Auskehrung

Das Niemandsland zwischen Neukölln und Alt-Treptow: Anderorts wurde Berlin zerstört, hier wurde es nie fertig gebaut. Inmitten des Wildwuchses aus löchrigen Blockrändern und Zeilenbauten der ersten Stunde klaffen Brachflächen auf, die durch die Sperranlagen der DDR konserviert und ausgeweitet wurden. Sie bieten dem rätselnden Städtebau unserer Tage nur unstete Anhaltspunkte und so kommt es, dass die Suche nach einer zeitgenössischen Architektur hier noch sprunghafter vonstattengeht als anderswo.

Heidelberger Straße 15-18

In der Heidelberger Straße 15-18 unmittelbar am Mauerstreifen verlangsamen diese fast fertigen Mehrfamilienhäuser unseren Schritt. Sie entstanden nicht auf freier Fläche, sondern ersetzen zwei vierstöckige Laubenganghäuser aus den Sechzigerjahren. Als wir zuletzt hier vorbeikamen, erfreuten wir uns noch an diesen randständigen Gegenentwürfen zum Springerturm. Denn ähnlich wie beim goldenen Guckkasten in der Kochstraße muss ihrem Schöpfer die Vorstellung gefallen haben, dass die Bewohner seiner Häuser deren Laubengänge dazu nutzten, um den Grenzsoldaten im Todesstreifen nachzustellen.

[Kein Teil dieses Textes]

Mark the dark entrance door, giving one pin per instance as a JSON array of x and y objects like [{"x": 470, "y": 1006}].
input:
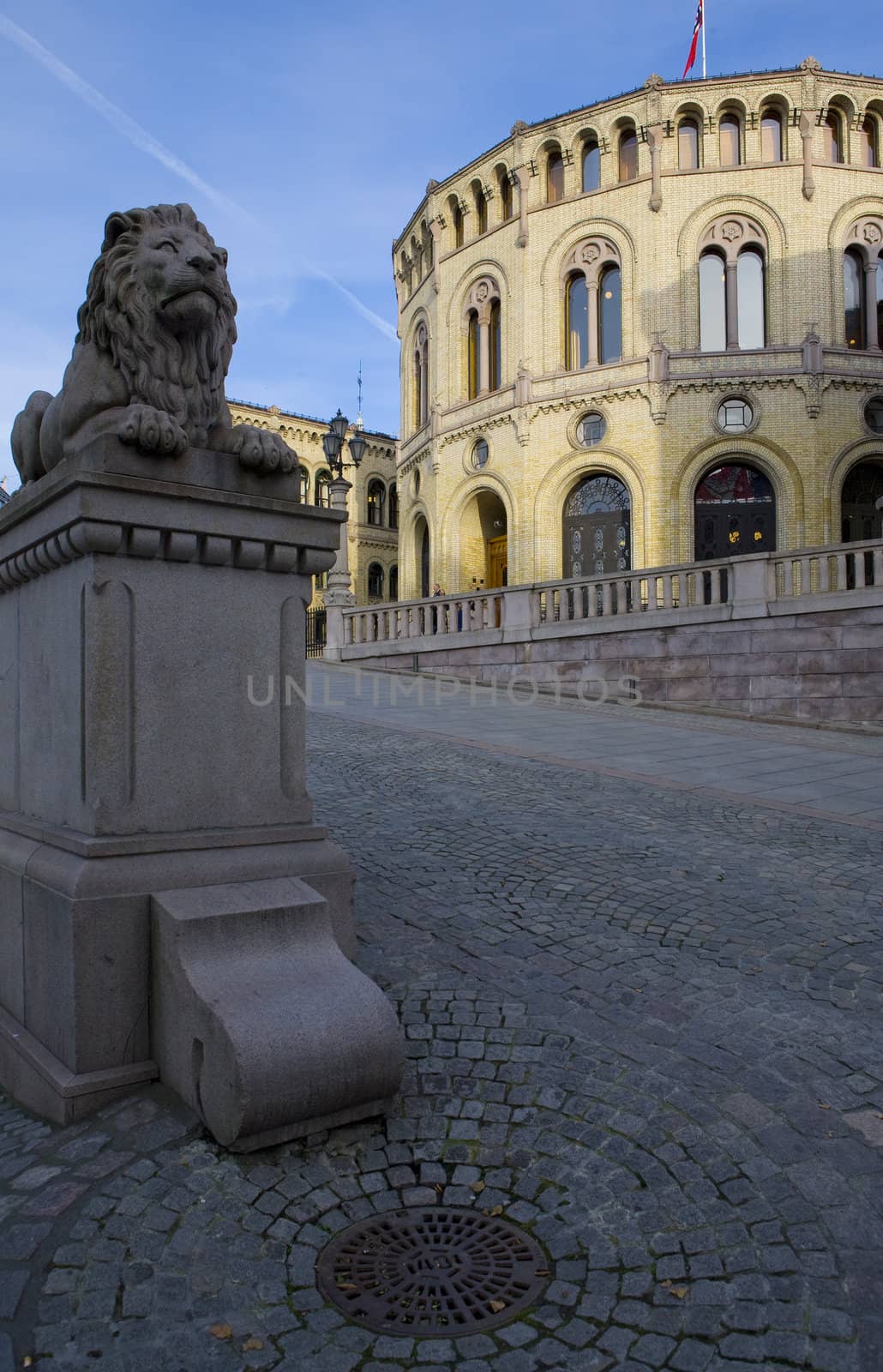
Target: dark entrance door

Wie die Laubenganghäuser reihen sich die Neubauten in eine Anlage funktionalistischer Wohnscheiben aus den sehr späten Zwanzigerjahren ein, als deren ideologische Erben sie sich inszenieren. Dazu nähern sich die Gebäude ihren Wahlverwandten maximal an, indem sie deren überholte Gliederung in eine Nutz- und eine Wohnfassade nachahmen. So sind den kargen, durch regelmäßige Fensterachsen strukturierten Fronten zerklüftete Rückseiten mit ausladenden Balkonen gegenübergestellt.

Diese Balkone sind es, die uns an der Aufrichtigkeit der Neubauten zweifeln lassen. Fast fühlen wir selbst uns von ihnen bedroht, dabei richten sie sich mit ihrer stumpfen Umarmung allein an die zurückhaltenden Vorbilder. Aber nicht wie Gesten des Entgegenkommens oder der Angleichung wirken die Balkone auf uns, sondern wie übergriffige Auskehrungen der Innenräume in die gemeinschaftliche Freifläche zwischen den Gebäuden. Anstatt sich dem halböffentlichen Programm dieses Zwischenraums zu fügen, stoßen sie mit ihren privatistischen Balkonen in ihn vor.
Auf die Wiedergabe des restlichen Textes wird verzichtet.